Ihre Editionsreihe beginnt mit der Tragicommedia „Penelope“ und den allseits bekannten Vorgängen um die Heimkehr des Odysseus, die mit Nebenhandlungen ergänzt werden: „all diese und andere ähnliche Dinge wurden erfunden und für genug plausibel und angemessen gehalten, um der Handlung der Komposition mehr Reiz zu verleihen“, heißt es im „Argomento“, der Handlungserzählung im Vorspann. Es geht also um musikdramatische Wirksamkeit. Was ist besonders an diesem Werk?
Sicherlich seine Ausgewogenheit, sein geniales dramaturgisches Timing und die gekonnte Abwechslung von witzigen und ernsthaften Szenen; man hat fast den Eindruck, an der Schwelle zur Klassik zu stehen. Hier muss ich natürlich auch das brillante Libretto von Pietro Pariati erwähnen. Und ja, die schiere Schönheit und die Vielfältigkeit dieser Musik! Diese ist aber nicht nur schön und fetzig, sondern sie unterstützt durch eine breite Palette von Affekten, Farben usw. das Bühnengeschehen in all seinen Facetten. Conti zeigt seinen ausgeprägten Sinn für die szenische Wirkung. Gute Beispiele dafür sind nicht nur die Arien Penelopes, sondern auch die des Odysseus, auf dessen Eifersucht und dem Wunsch, die Treue seiner Frau auf die Probe zu stellen, die ganze Oper basiert, ebenso die des Sohnes Telemachus und die der zwei Freier usw. Einfach brillant!

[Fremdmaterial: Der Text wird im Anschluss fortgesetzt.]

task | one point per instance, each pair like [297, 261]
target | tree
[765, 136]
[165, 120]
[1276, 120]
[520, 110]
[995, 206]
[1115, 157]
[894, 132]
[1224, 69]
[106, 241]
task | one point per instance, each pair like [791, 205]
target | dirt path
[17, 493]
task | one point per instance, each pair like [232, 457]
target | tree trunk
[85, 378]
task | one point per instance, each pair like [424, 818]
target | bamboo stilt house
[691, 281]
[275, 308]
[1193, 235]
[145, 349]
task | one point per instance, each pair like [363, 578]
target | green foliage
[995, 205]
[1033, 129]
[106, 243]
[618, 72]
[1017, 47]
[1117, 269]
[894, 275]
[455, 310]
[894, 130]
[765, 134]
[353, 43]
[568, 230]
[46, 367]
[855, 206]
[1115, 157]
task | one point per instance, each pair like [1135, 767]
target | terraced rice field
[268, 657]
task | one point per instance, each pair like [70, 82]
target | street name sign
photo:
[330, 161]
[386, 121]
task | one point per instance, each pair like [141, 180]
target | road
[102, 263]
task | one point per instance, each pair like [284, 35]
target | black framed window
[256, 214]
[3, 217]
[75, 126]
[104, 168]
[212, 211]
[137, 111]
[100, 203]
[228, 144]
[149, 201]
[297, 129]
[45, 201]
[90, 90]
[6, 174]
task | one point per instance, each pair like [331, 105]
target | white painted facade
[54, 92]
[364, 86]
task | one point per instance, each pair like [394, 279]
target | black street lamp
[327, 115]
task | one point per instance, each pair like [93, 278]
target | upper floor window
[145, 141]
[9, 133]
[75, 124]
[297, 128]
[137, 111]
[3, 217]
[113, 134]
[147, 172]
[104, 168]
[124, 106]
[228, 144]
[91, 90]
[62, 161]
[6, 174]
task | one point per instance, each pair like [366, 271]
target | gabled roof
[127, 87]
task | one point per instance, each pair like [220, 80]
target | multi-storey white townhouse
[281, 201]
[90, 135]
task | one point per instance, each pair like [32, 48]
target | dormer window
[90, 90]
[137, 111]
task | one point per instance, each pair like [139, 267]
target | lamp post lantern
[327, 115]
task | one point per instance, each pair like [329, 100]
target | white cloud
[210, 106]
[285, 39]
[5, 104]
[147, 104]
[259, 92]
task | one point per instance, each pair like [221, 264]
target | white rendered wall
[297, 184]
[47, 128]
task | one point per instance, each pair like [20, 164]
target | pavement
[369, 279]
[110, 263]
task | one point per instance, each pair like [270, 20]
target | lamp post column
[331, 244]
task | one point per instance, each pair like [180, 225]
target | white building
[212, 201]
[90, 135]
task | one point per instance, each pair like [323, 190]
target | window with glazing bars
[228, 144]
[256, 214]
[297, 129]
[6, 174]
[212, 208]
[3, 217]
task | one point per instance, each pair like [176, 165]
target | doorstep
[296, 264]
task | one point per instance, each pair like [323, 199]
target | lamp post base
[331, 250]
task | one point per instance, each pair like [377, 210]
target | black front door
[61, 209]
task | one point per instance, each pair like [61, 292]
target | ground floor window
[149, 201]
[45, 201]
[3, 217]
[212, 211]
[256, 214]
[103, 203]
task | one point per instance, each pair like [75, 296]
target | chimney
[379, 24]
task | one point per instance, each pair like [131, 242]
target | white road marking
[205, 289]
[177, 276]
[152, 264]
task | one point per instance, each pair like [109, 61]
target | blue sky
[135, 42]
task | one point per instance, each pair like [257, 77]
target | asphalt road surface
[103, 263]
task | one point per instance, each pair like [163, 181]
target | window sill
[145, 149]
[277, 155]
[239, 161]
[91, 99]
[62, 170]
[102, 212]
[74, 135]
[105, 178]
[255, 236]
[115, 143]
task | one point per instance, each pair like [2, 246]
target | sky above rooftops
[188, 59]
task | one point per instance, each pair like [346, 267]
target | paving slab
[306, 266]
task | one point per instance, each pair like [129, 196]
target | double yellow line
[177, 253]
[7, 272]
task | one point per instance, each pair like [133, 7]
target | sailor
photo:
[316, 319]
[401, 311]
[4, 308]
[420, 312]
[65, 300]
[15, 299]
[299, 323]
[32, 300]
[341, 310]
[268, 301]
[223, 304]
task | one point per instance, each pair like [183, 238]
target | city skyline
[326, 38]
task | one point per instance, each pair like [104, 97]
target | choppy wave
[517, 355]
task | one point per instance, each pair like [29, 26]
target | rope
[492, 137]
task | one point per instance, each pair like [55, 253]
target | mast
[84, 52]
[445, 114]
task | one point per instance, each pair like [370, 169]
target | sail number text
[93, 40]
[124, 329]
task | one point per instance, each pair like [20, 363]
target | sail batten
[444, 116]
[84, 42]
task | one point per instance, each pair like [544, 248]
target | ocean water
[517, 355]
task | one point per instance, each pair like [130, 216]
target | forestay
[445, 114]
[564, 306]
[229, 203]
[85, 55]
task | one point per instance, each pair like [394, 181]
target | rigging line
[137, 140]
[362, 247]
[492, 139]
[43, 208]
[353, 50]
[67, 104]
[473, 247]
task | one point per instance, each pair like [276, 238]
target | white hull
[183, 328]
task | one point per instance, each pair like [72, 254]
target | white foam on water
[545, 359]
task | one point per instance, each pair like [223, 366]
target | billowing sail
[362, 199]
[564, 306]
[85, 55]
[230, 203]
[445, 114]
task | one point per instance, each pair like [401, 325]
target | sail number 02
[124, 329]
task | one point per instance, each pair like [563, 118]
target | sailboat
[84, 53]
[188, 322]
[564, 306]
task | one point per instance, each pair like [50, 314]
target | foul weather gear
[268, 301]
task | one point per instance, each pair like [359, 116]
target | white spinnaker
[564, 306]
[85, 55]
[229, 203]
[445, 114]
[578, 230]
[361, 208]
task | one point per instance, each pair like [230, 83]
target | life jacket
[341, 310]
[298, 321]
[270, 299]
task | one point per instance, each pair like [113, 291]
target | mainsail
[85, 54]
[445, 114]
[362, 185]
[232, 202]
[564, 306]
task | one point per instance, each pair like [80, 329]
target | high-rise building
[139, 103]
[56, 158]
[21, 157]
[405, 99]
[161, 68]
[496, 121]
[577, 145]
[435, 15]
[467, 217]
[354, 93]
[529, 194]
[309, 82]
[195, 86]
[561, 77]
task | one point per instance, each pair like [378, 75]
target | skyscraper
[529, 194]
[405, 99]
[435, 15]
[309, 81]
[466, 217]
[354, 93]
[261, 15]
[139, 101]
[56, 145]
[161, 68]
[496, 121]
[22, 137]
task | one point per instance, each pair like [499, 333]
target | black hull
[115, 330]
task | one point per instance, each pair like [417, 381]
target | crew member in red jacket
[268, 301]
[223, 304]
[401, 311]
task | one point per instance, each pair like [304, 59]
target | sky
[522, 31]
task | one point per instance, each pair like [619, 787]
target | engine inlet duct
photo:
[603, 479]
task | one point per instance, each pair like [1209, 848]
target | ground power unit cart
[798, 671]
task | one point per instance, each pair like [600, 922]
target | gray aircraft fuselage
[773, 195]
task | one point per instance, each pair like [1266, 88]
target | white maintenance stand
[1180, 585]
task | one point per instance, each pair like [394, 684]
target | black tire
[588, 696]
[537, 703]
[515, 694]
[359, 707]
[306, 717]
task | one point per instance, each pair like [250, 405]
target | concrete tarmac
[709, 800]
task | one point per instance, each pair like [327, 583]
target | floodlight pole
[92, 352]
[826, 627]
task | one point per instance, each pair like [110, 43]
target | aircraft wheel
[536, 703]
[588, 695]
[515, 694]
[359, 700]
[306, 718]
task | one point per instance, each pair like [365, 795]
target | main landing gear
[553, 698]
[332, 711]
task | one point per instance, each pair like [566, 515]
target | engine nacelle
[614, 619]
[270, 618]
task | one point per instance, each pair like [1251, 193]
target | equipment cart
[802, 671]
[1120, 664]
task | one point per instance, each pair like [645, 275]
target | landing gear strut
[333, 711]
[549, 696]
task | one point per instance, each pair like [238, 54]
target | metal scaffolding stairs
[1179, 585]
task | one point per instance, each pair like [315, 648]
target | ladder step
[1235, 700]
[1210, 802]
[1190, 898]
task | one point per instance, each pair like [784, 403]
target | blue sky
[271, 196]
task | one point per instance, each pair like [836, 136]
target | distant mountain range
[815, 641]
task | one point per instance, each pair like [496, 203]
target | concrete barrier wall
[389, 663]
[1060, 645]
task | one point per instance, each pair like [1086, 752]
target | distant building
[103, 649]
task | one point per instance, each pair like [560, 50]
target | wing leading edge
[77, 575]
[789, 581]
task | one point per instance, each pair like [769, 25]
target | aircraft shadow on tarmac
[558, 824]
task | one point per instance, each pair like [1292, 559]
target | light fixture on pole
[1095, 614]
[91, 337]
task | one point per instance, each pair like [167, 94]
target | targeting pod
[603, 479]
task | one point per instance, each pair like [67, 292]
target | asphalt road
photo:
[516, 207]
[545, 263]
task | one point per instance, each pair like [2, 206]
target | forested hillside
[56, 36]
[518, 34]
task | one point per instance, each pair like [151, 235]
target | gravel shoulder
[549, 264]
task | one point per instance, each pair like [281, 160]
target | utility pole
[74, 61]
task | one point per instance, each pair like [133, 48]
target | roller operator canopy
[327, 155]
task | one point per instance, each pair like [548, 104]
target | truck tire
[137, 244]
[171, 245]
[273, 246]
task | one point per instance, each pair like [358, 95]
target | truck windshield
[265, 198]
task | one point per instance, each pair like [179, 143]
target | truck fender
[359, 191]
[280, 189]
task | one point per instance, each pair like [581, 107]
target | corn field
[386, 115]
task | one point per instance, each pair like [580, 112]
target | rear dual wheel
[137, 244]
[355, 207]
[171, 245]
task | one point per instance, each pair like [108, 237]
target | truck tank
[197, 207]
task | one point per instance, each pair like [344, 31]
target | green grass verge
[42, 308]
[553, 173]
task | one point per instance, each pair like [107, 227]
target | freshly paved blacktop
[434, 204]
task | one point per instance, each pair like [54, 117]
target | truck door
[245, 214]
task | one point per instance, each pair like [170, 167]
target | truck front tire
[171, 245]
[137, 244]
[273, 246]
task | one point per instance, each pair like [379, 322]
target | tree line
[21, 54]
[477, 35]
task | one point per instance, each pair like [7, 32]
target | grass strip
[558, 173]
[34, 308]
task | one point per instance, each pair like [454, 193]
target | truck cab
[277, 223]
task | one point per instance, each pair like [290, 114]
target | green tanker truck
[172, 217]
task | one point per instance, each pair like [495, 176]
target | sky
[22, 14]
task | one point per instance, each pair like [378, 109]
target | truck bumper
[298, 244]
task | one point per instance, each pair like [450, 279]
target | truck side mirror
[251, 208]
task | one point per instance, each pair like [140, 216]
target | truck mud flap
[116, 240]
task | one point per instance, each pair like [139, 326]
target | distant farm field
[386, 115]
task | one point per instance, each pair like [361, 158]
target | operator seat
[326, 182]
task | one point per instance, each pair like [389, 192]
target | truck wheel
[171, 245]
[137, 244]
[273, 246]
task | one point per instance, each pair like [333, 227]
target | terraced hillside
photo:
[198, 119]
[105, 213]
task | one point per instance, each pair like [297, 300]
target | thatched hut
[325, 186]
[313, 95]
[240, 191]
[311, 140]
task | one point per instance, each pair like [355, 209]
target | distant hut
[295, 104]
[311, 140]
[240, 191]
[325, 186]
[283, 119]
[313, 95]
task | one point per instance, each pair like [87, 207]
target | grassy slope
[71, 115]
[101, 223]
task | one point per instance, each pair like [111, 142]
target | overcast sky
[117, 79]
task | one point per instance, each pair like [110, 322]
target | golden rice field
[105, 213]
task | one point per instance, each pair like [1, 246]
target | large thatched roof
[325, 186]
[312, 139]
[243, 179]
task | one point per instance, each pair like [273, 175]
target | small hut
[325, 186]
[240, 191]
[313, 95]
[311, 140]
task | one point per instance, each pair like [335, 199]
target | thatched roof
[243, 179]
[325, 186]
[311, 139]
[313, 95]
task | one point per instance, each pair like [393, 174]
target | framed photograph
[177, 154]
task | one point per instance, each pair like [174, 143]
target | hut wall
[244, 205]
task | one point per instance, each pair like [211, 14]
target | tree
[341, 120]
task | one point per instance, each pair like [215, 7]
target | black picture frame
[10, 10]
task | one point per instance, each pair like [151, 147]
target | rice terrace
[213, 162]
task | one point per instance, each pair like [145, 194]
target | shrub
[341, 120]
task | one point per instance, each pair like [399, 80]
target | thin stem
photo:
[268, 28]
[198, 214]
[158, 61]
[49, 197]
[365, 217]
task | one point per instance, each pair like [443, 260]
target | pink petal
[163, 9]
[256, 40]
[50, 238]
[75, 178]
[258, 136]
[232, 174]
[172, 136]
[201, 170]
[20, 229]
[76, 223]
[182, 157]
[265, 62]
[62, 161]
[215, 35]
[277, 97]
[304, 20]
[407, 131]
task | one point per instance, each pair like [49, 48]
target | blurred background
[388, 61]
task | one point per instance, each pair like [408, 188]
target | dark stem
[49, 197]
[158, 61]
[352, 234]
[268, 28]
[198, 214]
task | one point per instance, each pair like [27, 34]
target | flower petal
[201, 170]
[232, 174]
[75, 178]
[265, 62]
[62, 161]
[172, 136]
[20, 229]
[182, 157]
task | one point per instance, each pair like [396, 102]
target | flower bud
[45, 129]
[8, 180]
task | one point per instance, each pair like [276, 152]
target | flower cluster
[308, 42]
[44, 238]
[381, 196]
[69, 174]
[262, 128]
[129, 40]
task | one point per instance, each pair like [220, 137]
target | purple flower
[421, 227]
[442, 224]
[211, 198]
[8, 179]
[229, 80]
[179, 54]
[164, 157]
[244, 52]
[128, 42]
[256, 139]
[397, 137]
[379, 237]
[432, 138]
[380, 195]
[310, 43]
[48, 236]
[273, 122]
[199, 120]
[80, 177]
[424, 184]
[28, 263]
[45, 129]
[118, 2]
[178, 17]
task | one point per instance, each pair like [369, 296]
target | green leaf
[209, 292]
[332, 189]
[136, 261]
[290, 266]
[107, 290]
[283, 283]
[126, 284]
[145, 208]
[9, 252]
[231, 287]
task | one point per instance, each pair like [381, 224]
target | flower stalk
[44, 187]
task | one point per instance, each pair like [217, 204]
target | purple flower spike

In „Penelope“ kommt auch ein ganz spezielles Instrument zum Einsatz: das Pantaleon, ein großes, im tiefen Register umfangreicheres Hackbrett. In seinen früheren Bühnenwerken hat Conti mehrmals Sonderinstrumente wie die Mandoline, das Chalumeau und das Baryton verwendet, aber schon zu Beginn der 1720er-Jahre verzichtete er darauf. Für „Penelope“ machte er 1724 eine Ausnahme, und sogar das Libretto fordert für die Schlussszene des zweiten Aktes ausdrücklich den Klang eines Salterio. Das hat mit Sicherheit damit zu tun, dass im vorigen Jahr der Hackbrettvirtuose Maximilian Hellmann nach Wien zog und in die Hofkapelle aufgenommen wurde. Offensichtlich wollten sich Conti und Pariati diese Gelegenheit nicht entgehen lassen!
Ihre Ausgabe ist als Beginn einer Editionsreihe geplant. Können Sie einen Ausblick auf die weiteren Schritte geben?
Nach „Penelope“ werden „Galatea vendicata“ und „Il finto Policare“ an der Reihe sein. Das erste von diesen Werken, eine „Festa teatrale“, praktisch eine einaktige kleine Oper, liegt mir besonders am Herzen. Der Mythos von Acis, Galatea und Polyphem passt perfekt zum musikalischen Temperament Contis: Da finden wir sowohl zarte, bewegende als auch unwiderstehlich rhythmische Arien, den gewaltigen Chor der Zyklopen, eine äußerst sinnliche Strophenarie mit Mandoline … also eine sehr breite Palette! Dann möchte ich mit Contis geistlichen Oratorien anfangen. Das erste wird das wunderschöne „La colpa originale“ sein. Mein Plan ist, Bühnenwerke und Oratorien möglichst parallel herauszugeben, damit nicht nur Opernhäuser, sondern auch andere Musikinstitutionen die Möglichkeit bekommen, die Musik von diesem genialen Komponisten aufzuführen.